「箱根組に負けたくない」 四辻浩二さん 悔しさ胸に17連続区間賞 県下一周駅伝振り返る

「県下一周はあこがれだった」と語る四辻=西彼長与町、長崎北陽台高

 「僕自身、何でかなあとずっと思っていた。いつもバイオリズムがあっていたのかな」
 例年、11月に開催されていた九州一周駅伝などで結果が出なくても、2月の県下一周駅伝は不思議と“爆走”してしまう。第40回大会の第1日10区以降、第49回大会の第1日6区まで17連続区間賞を獲得した四辻浩二(54)=長崎北陽台高教=は、いつしか「平成の県下一周男」と呼ばれるようになった。
 五島市の三井楽中から瓊浦高に進学。3年時に冬の全国高校駅伝に出場して、チームは11位という結果を残した。当時は股関節を疲労骨折していながら、任された5区を区間16位でつないだ。
 福岡大進学後、約2年間は伸び悩んだ。少しだけ向上心も失いかけた。そんな状態を変えてくれたのが、そのころ全国放送になった箱根駅伝だった。日大の谷川義秀、梅津富浩、大東大の岡野雅毅…。同世代の地元出身者が躍動する姿が刺激になった。「おれは何をやってるんだろう」。以降、自主練習を含めて、生活のすべてを見直した。
 この「箱根組に負けたくない」という思いをぶつける場所が県下一周だった。大学3年時に出走した第41回大会で3日連続区間賞に輝くと、その後は西彼、長崎チームで優勝請負人、ふるさと五島チームに戻れば躍進の立役者となって大会を盛り上げた。記録を意識しだしたのは「10回連続が見えてきたころ」。10回を超えれば「箱根組にも抜かれないだろうと思って頑張った」。

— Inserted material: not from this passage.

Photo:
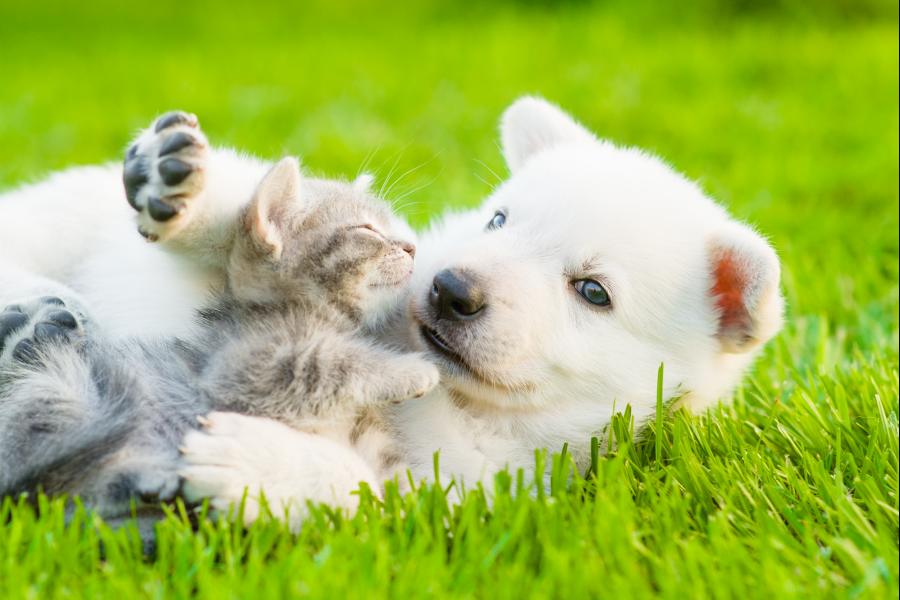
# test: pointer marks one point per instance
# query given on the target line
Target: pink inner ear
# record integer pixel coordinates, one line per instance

1999年の第48回大会。最長19.2キロの最終日1区で独走する四辻=雲仙市

 記録が途絶えたのは第51回大会の第1日6区。実業団選手で南高・島原の三浦大二に敗れた。走り終えた後、三浦の背中をたたいて「あー、止まった」と一瞬悔しさをのぞかせたが、続けて「どうせ止められるなら九州一周駅伝の県代表メンバーで良かった」とさわやかに笑った。
 歴代3位となる21個の区間賞を獲得した県下一周。高校3年で初出場した時は「箱根みたいな大きな大会。伴走車もついていて、すごいなという感覚だった」。あれから36年…。九州、全国レベルのレースを何度も経験して、指導者として実績を残してきた今も、当時抱いた思いは変わらない。
 「僕は県下一周に育てられた。そのおかげで今がある。だから、どんな形でもいいから、僕らが子どものころに憧れていた県下一周が続いていくことを願っている」

 長崎新聞社主催で開催される県下一周駅伝は、今回の第70回大会で最後となる。その歴史に輝かしい一ページを刻んできたランナーや支えてきた功労者の思いを聞いた。